Se cree que es indiferente adoptar tal orden del día, tal cuadro de materias, tal método didáctico, tal sistema de disciplina. Sin embargo, las exigencias legales o la oportunidad han entrañado muchas veces en este dominio abandonos deplorables y comprometido en amplia medida la eficacia de la educación religiosa misma. Nos creemos que haréis una obra muy útil haciendo posible a los maestros cristianos la comparación de los métodos y de los resultados obtenidos en otros países; ellos ahorrarán así el costo de experiencias inútiles o dañosas y descartarán con más seguridad de sus propios métodos todos aquellos elementos que traicionen por influencias extrañas la inspiración cristiana verdadera.

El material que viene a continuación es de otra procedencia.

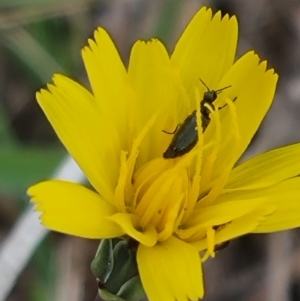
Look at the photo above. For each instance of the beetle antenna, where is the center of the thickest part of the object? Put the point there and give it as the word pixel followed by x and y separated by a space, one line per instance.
pixel 220 90
pixel 204 84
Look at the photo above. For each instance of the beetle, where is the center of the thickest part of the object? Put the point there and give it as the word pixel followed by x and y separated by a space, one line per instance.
pixel 186 134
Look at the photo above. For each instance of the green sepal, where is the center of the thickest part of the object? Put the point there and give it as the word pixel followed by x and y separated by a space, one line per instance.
pixel 107 296
pixel 103 263
pixel 125 267
pixel 132 290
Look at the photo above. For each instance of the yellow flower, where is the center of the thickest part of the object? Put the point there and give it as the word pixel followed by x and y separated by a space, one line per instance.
pixel 174 208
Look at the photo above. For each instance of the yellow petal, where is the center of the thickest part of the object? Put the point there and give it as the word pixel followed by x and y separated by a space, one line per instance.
pixel 108 78
pixel 254 98
pixel 73 209
pixel 171 270
pixel 241 226
pixel 266 169
pixel 153 90
pixel 206 49
pixel 284 196
pixel 130 224
pixel 76 119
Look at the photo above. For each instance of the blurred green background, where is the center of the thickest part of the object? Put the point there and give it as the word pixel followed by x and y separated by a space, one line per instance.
pixel 41 37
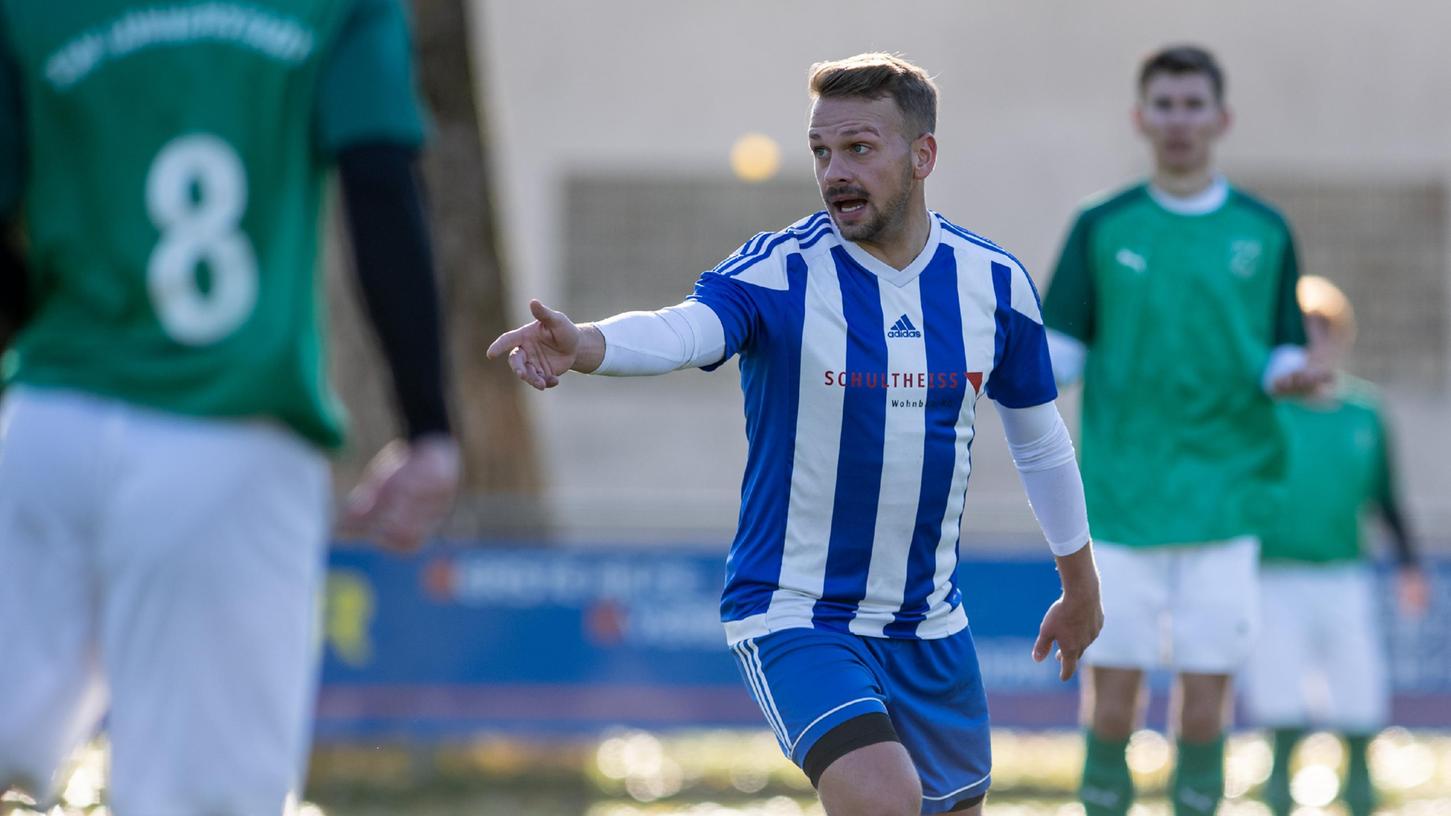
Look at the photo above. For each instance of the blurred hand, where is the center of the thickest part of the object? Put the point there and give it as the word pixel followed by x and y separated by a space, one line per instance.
pixel 543 350
pixel 1412 591
pixel 1075 619
pixel 405 492
pixel 1302 382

Muchas veces la eficacia de un sistema educativo depende en definitiva de su entera fidelidad al fin primario que se propone. La escuela cristiana justificará su razón de ser en la medida en que sus maestros, clérigos y laicos, religiosos y seglares, logren formar sólidos cristianos. Que su celo se aplique, pues, incansablemente a asociar siempre más y más a sus alumnos a la vida de la Iglesia, haciéndoles participar en su liturgia y en sus sacramentos, después iniciándoles, según las capacidades de su edad, en el apostolado entre los compañeros, en sus familias, en su medio de vida. Que los maestros les habitúen también a mirar el inmenso campo misional que se abre en realidad en las mismas puertas de la escuela y del colegio. Que ellos les revelen las posibilidades apostólicas que se ofrecen a su generosidad en la vocación sacerdotal y religiosa o en las formas tan variadas de la acción seglar.

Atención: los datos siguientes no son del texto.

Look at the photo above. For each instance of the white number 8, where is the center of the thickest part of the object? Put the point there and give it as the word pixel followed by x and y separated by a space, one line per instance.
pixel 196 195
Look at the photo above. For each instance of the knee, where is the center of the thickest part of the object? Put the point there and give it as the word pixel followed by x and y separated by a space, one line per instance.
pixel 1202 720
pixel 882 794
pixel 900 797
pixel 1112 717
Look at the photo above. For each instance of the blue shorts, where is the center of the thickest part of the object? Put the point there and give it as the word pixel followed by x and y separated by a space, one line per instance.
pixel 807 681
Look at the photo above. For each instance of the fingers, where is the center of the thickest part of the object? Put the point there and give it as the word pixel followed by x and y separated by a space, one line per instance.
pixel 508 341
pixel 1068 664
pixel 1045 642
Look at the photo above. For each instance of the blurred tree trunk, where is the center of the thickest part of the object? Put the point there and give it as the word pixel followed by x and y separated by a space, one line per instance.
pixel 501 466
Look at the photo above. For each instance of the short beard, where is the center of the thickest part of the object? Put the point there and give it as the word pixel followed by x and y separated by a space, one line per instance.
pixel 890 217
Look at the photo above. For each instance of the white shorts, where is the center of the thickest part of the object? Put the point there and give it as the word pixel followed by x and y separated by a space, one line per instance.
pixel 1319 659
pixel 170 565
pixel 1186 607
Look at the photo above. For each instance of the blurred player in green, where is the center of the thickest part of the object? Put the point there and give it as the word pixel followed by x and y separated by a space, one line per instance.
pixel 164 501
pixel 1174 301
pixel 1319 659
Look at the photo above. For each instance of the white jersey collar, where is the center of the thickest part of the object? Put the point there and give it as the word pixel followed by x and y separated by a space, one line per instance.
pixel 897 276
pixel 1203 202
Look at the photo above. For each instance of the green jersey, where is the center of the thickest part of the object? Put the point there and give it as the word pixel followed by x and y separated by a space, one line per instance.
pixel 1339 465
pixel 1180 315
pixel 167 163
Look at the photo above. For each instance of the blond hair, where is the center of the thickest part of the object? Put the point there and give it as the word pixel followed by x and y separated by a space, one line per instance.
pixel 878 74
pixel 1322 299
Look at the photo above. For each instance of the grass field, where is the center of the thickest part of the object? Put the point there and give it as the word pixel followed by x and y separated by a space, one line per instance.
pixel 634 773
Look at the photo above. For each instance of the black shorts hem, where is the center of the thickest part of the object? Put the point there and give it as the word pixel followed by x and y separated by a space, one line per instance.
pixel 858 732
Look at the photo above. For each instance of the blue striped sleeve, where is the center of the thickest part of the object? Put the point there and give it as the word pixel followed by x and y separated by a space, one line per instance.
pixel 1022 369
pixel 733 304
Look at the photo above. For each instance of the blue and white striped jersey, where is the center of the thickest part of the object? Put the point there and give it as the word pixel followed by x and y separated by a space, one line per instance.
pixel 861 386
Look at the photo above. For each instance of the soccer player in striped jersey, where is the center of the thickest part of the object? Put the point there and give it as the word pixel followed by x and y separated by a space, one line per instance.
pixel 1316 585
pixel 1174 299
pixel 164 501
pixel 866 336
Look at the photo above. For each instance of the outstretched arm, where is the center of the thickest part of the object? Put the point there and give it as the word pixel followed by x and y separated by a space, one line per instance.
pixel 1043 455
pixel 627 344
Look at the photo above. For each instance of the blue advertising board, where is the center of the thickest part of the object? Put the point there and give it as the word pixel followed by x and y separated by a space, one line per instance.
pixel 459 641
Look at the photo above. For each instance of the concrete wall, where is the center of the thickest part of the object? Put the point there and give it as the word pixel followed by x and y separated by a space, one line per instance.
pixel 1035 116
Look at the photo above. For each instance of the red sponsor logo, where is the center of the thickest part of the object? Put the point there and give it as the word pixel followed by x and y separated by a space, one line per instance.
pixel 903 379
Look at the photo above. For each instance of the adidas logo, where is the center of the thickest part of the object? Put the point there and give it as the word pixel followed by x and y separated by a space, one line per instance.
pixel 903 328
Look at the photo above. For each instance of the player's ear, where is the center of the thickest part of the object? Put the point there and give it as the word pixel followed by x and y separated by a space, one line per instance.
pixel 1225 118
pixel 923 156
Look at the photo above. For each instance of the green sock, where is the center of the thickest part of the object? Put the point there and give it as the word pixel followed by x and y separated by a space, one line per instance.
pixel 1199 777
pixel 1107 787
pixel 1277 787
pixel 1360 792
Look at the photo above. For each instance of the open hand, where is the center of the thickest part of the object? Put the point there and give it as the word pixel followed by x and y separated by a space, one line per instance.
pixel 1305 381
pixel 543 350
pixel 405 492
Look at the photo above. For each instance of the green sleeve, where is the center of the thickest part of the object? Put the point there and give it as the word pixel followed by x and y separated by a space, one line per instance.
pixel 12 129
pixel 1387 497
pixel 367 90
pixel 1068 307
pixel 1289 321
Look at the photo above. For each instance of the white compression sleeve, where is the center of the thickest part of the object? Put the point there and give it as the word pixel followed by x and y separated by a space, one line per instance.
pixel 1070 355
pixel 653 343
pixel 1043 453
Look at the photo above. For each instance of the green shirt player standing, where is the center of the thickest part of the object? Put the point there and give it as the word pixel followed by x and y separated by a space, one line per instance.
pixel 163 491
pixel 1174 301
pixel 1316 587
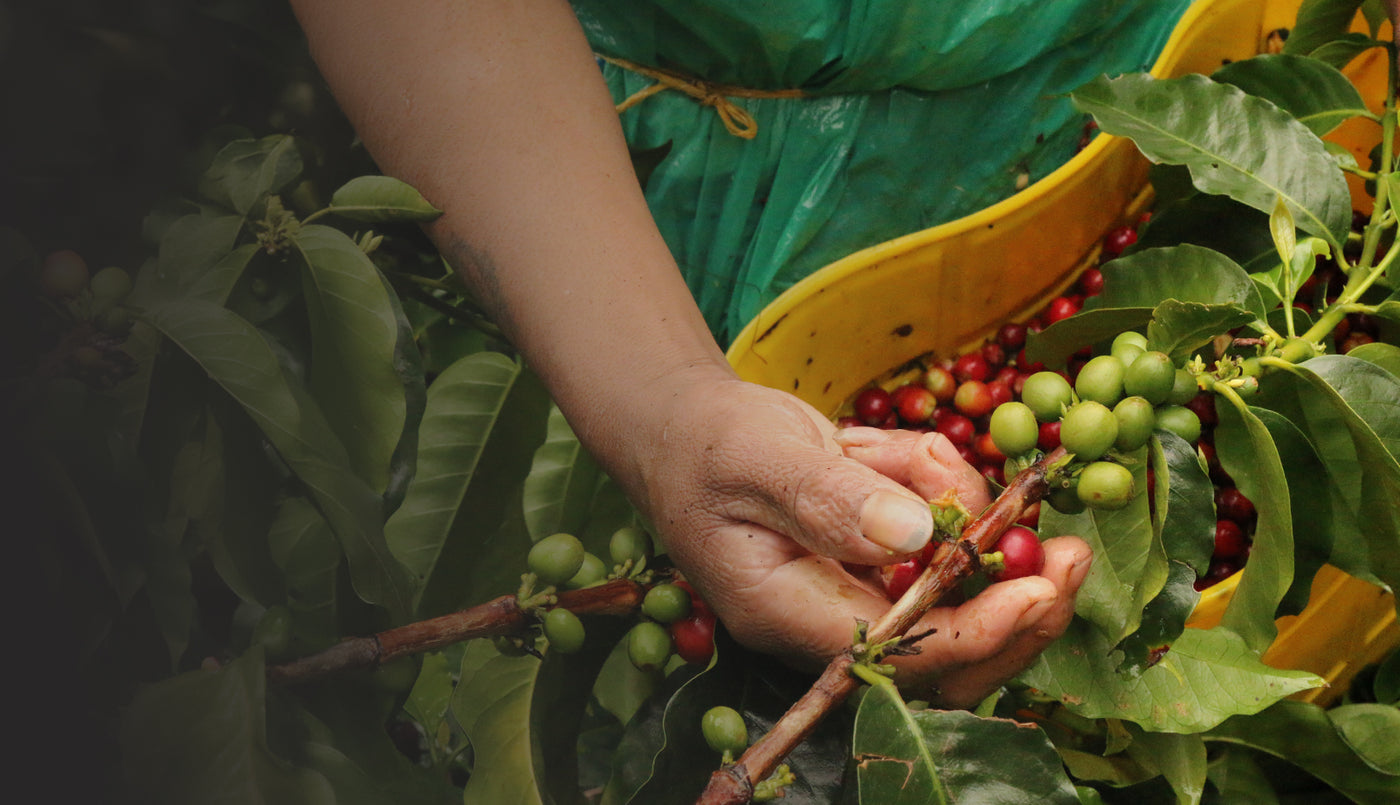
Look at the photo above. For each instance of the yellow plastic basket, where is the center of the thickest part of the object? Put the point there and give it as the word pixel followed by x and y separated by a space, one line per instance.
pixel 947 289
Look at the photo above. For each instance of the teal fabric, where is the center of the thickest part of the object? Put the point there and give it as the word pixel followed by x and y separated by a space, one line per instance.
pixel 914 114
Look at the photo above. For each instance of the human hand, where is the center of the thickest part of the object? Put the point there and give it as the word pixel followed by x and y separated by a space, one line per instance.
pixel 763 504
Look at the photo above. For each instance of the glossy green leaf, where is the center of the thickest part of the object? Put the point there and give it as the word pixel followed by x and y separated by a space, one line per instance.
pixel 1318 23
pixel 1186 506
pixel 1180 759
pixel 895 760
pixel 241 361
pixel 305 549
pixel 1304 735
pixel 200 737
pixel 562 482
pixel 374 199
pixel 1248 452
pixel 462 408
pixel 353 338
pixel 431 693
pixel 1234 143
pixel 1312 91
pixel 245 171
pixel 1207 676
pixel 1179 329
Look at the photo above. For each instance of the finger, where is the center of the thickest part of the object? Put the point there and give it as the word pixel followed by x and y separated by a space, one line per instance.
pixel 1067 564
pixel 926 462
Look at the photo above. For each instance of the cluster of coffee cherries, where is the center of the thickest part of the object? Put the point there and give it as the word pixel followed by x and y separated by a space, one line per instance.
pixel 675 620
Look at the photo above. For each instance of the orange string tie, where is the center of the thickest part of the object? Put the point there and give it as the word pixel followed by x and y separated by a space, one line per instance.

Jamás los alumnos de una institución católica deberán concebir su futura carrera como una simple función social, necesaria, sin duda, para ellos mismos y sus semejantes, pero sin relación inmediata con su condición de bautizados. Que ellos la conciban siempre, por el contrario, como el ejercicio de una responsabilidad en la obra de la salvación del mundo, mediante la cual, comprometiéndose seriamente como cristianos en el plano temporal, realicen su destino espiritual más alto.

Sería falso pensar, por todo lo expuesto, que la escuela cristiana no estima lo debido o relega a un segundo plano las tareas específicamente escolares. Los objetivos de orden intelectual, fin preciso de la enseñanza, reciben, por el contrario, de la orientación espiritual un sentido más firme, una seguridad y una fuerza crecientes. Por ello, cuando alumnos paganos o pertenecientes a otras confesiones frecuentan los centros católicos, reciben en ellos una cultura que no cede en nada a la que hubieran recibido en otros centros. No es raro que los institutos católicos gocen, en los medios no cristianos, de una reputación debida, ante todo, a la calidad de sus estudios y a los servicios eminentes que rinden por este título a la comunidad nacional.

Desgraciadamente, con desprecio de sus evidentes méritos, la escuela católica no encuentra siempre, en los poderes públicos, el apoyo que en derecho debiera recibir. Ya evocamos este problema en Nuestra alocución del 10 de noviembre de 1957 al Congreso Internacional de las Escuelas Privadas Europeas. Puede esperarse que el movimiento, que empuja a las naciones a unirse en conjuntos más vastos, incitará a los gobernantes a remontar en esta materia oposiciones nefastas para los mismos que la crean.

Nos resta desearos, queridos hijos, que prosigáis con valentía y perseverancia las tareas que os habéis propuesto. Bien podéis, para estimular vuestro celo, repetir la exclamación de San Pablo, orgulloso de la tarea que Dios le había confiado de proclamar el misterio de Cristo: «Este Cristo os lo anunciarnos -dice el Apóstol-, amonestando a todos los hombres e instruyéndolos a todos en toda sabiduría, a fin de presentarlos a todos perfectos en Cristo» (Col 1, 28). Tal es el término magnífico de vuestra labor y la de todos los maestros cristianos: anunciar al Señor a aquellos que le ignoran, volver perfectos a aquellos que le conocen.

¡Que el Espíritu Santo ilumine y guíe vuestros pasos! Nos lo suplicamos insistentemente, y al mismo tiempo que imploramos sus gracias sobre vosotros mismos y sobre vuestros colaboradores, os concedemos como prenda Nuestra paternal Bendición Apostólica.